Hoefblad een plant die altijd tot mijn verbeelding heeft gesproken. De vreemde, orchidee-achtige bloem die vroeg in maart, nog voor er blad aan de plant zit, uit de blote grond te voorschijn komt. En daarna immense kantige bladeren vormt waar je als kind zomaar onderdoor kan lopen. Zijn sterke bijna woekerende groei, die veel mensen afschrikt, maar mij juist aantrekt. Genoeg reden dus om van deze plant te houden of hem te haten. Ik heb het nu vooral over het groot hoefblad Petasites hybridus .
De exemplaren op de foto groeien aan de voet van een hellingbostuin bij een oude openbare wasplaats in het Bretoense stadje Huelgoat. Een plek met poëtische zenallures. Groot en klein zijn er broederlijk naast mekaar aanwezig. Groot in de gedaante van de hoefbladeren, klein in de gedaante van de nu teer bloeiende goudveil. Een plek om gewoon even te zijn.

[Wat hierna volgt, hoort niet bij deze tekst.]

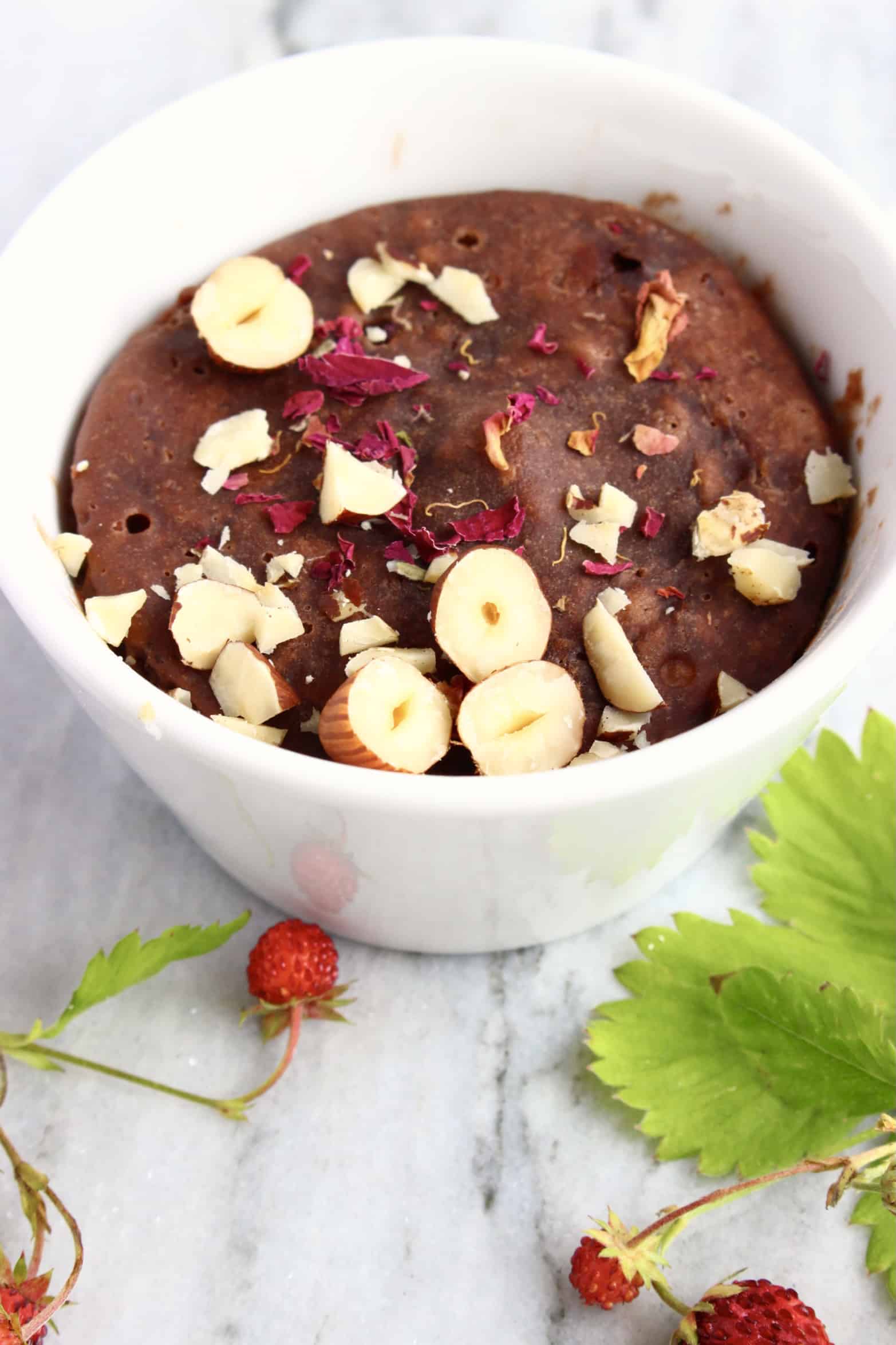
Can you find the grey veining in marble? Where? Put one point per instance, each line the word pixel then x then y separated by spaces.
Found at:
pixel 424 1174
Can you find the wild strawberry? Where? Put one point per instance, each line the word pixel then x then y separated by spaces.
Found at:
pixel 759 1312
pixel 599 1280
pixel 292 961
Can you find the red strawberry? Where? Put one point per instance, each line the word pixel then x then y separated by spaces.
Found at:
pixel 761 1312
pixel 598 1278
pixel 292 961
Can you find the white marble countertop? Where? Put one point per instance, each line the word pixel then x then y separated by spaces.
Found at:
pixel 425 1174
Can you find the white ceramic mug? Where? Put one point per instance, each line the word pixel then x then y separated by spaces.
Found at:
pixel 435 864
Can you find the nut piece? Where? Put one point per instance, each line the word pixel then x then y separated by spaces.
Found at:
pixel 767 573
pixel 528 717
pixel 370 284
pixel 367 634
pixel 402 269
pixel 288 564
pixel 828 478
pixel 602 538
pixel 736 520
pixel 615 665
pixel 233 443
pixel 277 619
pixel 206 615
pixel 72 549
pixel 422 659
pixel 251 731
pixel 247 686
pixel 354 490
pixel 225 569
pixel 464 291
pixel 251 316
pixel 387 717
pixel 597 752
pixel 110 618
pixel 488 612
pixel 731 692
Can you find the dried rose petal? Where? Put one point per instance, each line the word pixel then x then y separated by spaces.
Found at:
pixel 538 341
pixel 398 552
pixel 257 498
pixel 603 568
pixel 285 518
pixel 303 404
pixel 658 319
pixel 352 378
pixel 652 521
pixel 235 482
pixel 492 525
pixel 652 442
pixel 299 267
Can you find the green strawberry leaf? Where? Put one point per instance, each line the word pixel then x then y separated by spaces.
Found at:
pixel 831 872
pixel 773 1067
pixel 132 962
pixel 881 1257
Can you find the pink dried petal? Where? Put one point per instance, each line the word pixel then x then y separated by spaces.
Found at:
pixel 602 568
pixel 257 498
pixel 652 442
pixel 398 552
pixel 492 525
pixel 303 404
pixel 539 342
pixel 235 482
pixel 299 267
pixel 652 521
pixel 285 518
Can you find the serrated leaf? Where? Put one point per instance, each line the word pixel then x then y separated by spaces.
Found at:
pixel 816 1047
pixel 714 1075
pixel 832 869
pixel 132 962
pixel 672 1055
pixel 881 1258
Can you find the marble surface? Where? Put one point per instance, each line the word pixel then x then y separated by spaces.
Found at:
pixel 424 1174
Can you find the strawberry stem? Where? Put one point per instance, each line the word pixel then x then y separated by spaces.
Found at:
pixel 295 1028
pixel 227 1107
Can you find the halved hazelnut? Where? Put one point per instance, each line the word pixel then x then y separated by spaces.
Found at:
pixel 422 659
pixel 828 478
pixel 261 732
pixel 369 634
pixel 110 616
pixel 464 292
pixel 354 490
pixel 370 284
pixel 527 717
pixel 247 686
pixel 387 716
pixel 734 521
pixel 488 611
pixel 615 665
pixel 767 573
pixel 251 316
pixel 230 443
pixel 731 692
pixel 206 615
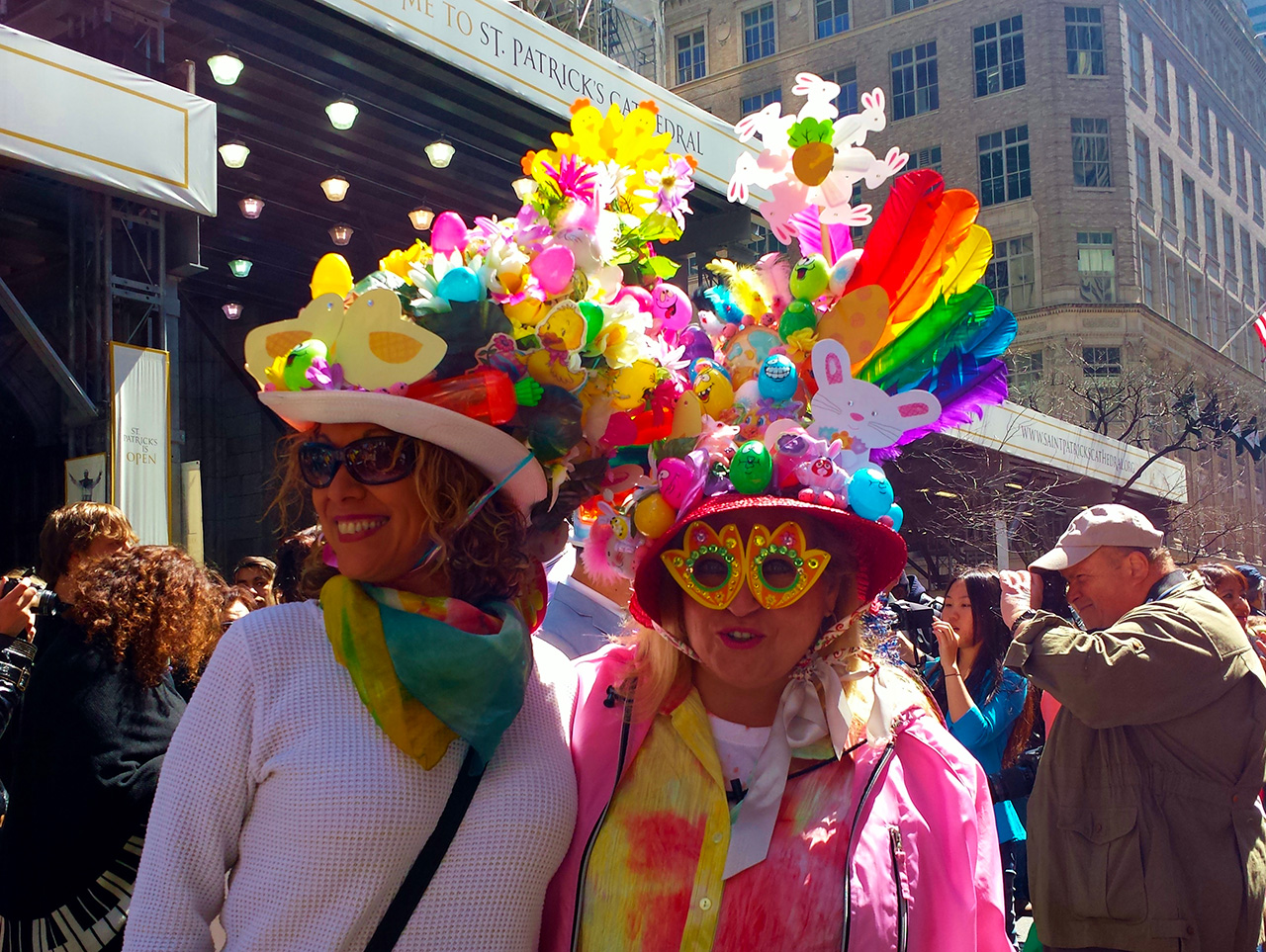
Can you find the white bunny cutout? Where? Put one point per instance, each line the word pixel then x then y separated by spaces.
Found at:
pixel 859 414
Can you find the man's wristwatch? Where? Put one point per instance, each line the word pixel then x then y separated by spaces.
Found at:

In de middeleeuwen werd het hoefblad ook wel ‘filiae ante patrem’ genoemd, wat betekent: de dochters (de bloemen) komen vóór de vader (de bladeren): eerst komen de forse bloeistengels en dan het rabarberachtig blad. Onder de bladeren komt nauwelijks licht op de bodem. Dit is een prima milieu voor padden en zo ontstond de bijnaam Paddenblad. De Latijnse naam Petasites verwijst mogelijk naar de Petasos, de zonnehoed die eeuwen geleden al door de Griekse boeren werd gedragen. Zelf gebruik ik het blad op mijn bergtochten ook wel eens om mijn hoofd tegen de zon te beschermen, vooral omdat ik niet graag een hoed of een onnozel petje op mijn kop zet. Nu ja, een hoefbladhoed is ook geen zicht maar geeft niet alleen schaduw maar ook extra koelte.